Assessing the Steelers’ RB depth behind star Najee Harris

There aren’t many questions surrounding the Steelers’ approach to the running back position. As a rookie last season, Najee Harris put forth a workload worthy of a Pro Bowl selection and accounted for around 75% of Pittsburgh’s rush attempts, rushing yards and rushing touchdowns. While that may not sound overwhelming, the next closest player, Benny Snell Jr., accounted for only about 8% of the team’s rush attempts and 6% of the team’s rushing yards. Despite the seemingly small contribution, Snell is still the favorite to back up Harris next season, according to The Athletic’s Mark Kaboly

The Steelers’ offensive backfield doesn’t have a ton of experience. The oldest running back on their roster, Trey Edmunds, 27-years-old, has never started a game, has 31 career carries and hasn’t had a carry since November 2019. Every other running back on the roster is 24 years old or younger. After Kalen Ballage announced he was stepping away from the NFL to coach, Pittsburgh’s roster holds only three running backs who had carries for the Steelers in the 2021 season: Harris, Snell and Anthony McFarland Jr. After them and Edmunds, the only backs on the roster are two undrafted rookies: Mataeo Durant and Jaylen Warren.

McFarland currently has too small a sample size to depend on. During his two years in the league, McFarland has played in 13 games, carrying the ball 36 times for 116 yards. Last year, he appeared in only two games. He had three carries and three yards in those two games. Whether it’s health, size or ability, Snell is clearly the preferred backup option over McFarland right now.

Snell has had more opportunities to showcase his abilities than McFarland. Snell was around for two years before Harris showed up, backing up James Conner. In those two years, Snell got the opportunity to start five games and contribute in many more. Kaboly compiled the stats of Snell’s starts and any game in which he had at least 12 carries, a total of 10 games. Omitting an anomalous start against Washington in 2020, Snell averaged 17 carries for 72 yards per game, averaging 4.2 yards per rush in those nine games. In a full 16-game season of those opportunities, Snell would project at 1,150 yards.

Snell’s body of work in previous seasons supports the argument that he can be relied upon as Harris’ relief. But, even if the Steelers did want to add another back to the stable, what options do they have? Veterans Latavius Murray, Devonta Freeman and Le’Veon Bell are all available. Past those three, veterans Carlos Hyde, David Johnson, and Devontae Booker are all free agents. Are any of these options an improvement on Snell? Potentially, but it may not be worth the money and playbook study necessary to bring them up to Snell’s level.

More potential names could surface as teams trim their rosters down to the final 53. Myles Gaskin in Miami, Chris Carson in Seattle, Tevin Coleman in New York and D’Onta Foreman in Carolina could all be on the chopping block come late-August and find themselves looking for work.

Still, it’s hard to imagine a scenario where Pittsburgh doesn’t enter the 2022 season with a 1-2-3 of Harris-Snell-McFarland.
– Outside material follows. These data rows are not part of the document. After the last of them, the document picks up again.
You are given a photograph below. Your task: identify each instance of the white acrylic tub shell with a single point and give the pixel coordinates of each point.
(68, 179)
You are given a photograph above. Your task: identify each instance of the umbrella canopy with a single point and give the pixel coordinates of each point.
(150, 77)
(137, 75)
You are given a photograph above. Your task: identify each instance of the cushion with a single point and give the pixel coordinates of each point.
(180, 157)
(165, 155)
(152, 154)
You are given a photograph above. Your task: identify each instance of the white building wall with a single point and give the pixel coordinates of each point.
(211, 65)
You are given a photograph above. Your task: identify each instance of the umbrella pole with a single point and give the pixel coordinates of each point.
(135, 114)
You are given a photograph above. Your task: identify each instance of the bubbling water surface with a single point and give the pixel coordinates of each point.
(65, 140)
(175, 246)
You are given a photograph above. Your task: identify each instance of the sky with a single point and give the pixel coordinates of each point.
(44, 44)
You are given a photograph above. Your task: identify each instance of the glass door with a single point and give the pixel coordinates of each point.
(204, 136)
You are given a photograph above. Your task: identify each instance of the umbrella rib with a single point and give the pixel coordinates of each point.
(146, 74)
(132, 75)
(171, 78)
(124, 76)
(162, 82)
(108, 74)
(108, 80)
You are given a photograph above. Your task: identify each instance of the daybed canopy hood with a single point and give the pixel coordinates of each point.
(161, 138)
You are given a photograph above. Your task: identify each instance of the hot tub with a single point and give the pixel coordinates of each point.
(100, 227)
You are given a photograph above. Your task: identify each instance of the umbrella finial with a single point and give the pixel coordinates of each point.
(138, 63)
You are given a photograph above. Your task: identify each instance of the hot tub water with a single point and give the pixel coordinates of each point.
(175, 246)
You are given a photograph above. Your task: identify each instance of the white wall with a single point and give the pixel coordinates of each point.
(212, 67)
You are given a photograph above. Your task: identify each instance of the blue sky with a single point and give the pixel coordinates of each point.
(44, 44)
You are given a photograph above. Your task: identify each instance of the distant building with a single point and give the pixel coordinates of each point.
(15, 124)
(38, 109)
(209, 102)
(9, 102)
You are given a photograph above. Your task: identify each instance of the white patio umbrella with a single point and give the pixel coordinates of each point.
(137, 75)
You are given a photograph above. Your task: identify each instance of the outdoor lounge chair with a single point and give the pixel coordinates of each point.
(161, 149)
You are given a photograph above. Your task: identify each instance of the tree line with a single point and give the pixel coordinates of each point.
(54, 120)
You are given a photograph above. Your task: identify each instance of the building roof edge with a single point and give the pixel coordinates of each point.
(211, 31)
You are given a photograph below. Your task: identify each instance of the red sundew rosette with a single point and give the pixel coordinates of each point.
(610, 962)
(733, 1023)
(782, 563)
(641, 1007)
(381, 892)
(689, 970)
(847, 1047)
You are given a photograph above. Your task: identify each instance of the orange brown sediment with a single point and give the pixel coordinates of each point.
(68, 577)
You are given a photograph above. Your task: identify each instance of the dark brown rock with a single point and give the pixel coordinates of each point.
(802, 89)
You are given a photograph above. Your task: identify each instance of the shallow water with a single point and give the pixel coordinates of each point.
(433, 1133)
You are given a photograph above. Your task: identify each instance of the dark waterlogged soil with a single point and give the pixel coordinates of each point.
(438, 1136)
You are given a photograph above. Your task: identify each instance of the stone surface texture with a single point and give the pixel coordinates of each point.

As attractive as those other options may sound, Pittsburgh has no interest in reducing Harris’ carries. If healthy, Harris will continue his role as a bellcow, with Snell and McFarland only appearing in rare moments of exhaustion or for special situations. McFarland has shown he can play in a situational role, and Snell has proved he can be effective when given a bulk-carry opportunity (for instance, if Harris gets injured), but the importance of the question of who backs ups Harris is moot as long as Harris stays healthy.